Trecho que permitiria comercialização de terras queimadas é retirado da pauta
O governo do presidente Javier Milei decidiu retirar, nesta quinta-feira (6), do calendário de votações do Senado argentino o trecho de um projeto que autorizava a venda de terrenos atingidos por incêndios florestais. A medida foi anunciada no mesmo dia em que houve confronto entre manifestantes e forças de segurança nas imediações do Congresso, e marcou a segunda derrota legislativa da Casa Rosada na semana.
Também saiu de pauta, após pressão nas ruas, o capítulo da proposta que propunha aumentar os limites para aquisição de terras por estrangeiros. Ambos os pontos faziam parte do pacote batizado pelo Executivo de Lei da Inviolabilidade da Propriedade Privada.

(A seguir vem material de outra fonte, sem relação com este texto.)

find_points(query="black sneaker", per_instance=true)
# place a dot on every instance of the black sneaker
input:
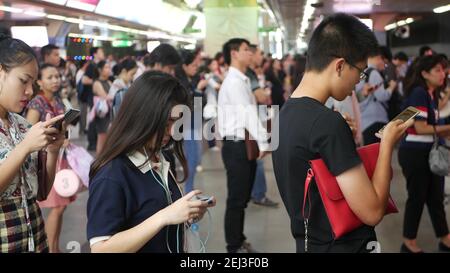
(265, 202)
(405, 249)
(443, 248)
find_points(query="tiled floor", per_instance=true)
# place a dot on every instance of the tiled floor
(266, 228)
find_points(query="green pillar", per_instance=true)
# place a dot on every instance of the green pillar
(226, 19)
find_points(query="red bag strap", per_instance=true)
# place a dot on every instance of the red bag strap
(308, 179)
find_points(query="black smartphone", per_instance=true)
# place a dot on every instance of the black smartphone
(405, 115)
(69, 117)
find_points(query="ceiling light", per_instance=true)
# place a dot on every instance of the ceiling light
(35, 13)
(442, 9)
(10, 9)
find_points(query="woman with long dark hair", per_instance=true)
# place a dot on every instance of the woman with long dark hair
(422, 82)
(135, 204)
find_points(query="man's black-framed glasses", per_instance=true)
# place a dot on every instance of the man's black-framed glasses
(362, 74)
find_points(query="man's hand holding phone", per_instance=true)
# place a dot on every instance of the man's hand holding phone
(397, 127)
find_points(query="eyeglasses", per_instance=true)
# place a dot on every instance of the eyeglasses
(362, 74)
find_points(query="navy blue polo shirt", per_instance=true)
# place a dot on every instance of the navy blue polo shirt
(123, 194)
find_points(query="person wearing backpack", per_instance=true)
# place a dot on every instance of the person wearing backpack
(374, 98)
(126, 69)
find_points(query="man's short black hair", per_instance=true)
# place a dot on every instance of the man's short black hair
(253, 47)
(164, 54)
(233, 44)
(340, 35)
(386, 53)
(47, 50)
(401, 56)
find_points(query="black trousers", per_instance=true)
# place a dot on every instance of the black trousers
(423, 187)
(369, 134)
(240, 178)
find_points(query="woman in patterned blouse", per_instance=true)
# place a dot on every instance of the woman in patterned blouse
(21, 224)
(47, 102)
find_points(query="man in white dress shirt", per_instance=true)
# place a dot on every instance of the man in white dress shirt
(237, 113)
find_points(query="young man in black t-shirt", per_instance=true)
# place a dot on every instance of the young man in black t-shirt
(337, 57)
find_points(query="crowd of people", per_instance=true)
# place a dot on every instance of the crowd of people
(332, 100)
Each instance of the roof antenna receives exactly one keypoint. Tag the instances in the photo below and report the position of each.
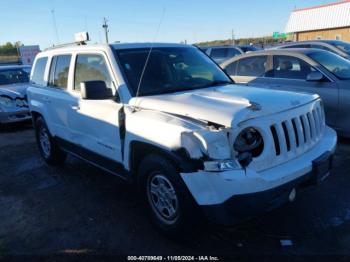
(149, 52)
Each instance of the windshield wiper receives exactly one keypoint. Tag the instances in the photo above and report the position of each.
(218, 83)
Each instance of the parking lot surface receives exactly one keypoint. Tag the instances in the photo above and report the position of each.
(79, 209)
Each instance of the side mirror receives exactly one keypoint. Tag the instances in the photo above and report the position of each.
(314, 77)
(95, 90)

Apesar da retirada desses dispositivos, os senadores aprovaram, por 37 votos a 33, duas alterações legislativas: uma que facilita e reduz prazos para a remoção de inquilinos inadimplentes e outra que endurece exigências para expropriações promovidas pelo Estado. Após quase 12 horas de sessão, os trechos aprovados foram encaminhados à Câmara dos Deputados para tramitação.
A líder do governo no Senado, Patricia Bullrich, justificou o recuo afirmando que o Executivo não dispunha de votos suficientes para aprovar os trechos contestados. Bullrich também citou que o tempo de discussão da proposta foi prejudicado pelo escândalo de corrupção envolvendo o ex-chefe de gabinete Manuel Adorni e pela agenda gerada pela Copa do Mundo. Segundo ela, metade do projeto foi aprovada, e o governo optou por desistir das partes em que havia falta de apoio parlamentar.
A legislação vigente na Argentina estabelece vedações temporárias para a venda de áreas queimadas: 60 anos para bosques e zonas úmidas e 30 anos para terrenos destinados à agropecuária ou localizados em áreas semiurbanas. A lei, aprovada em 2020, tem como objetivo evitar que incêndios criminosos sirvam à especulação imobiliária, prática queima áreas para facilitar a mudança do uso do solo.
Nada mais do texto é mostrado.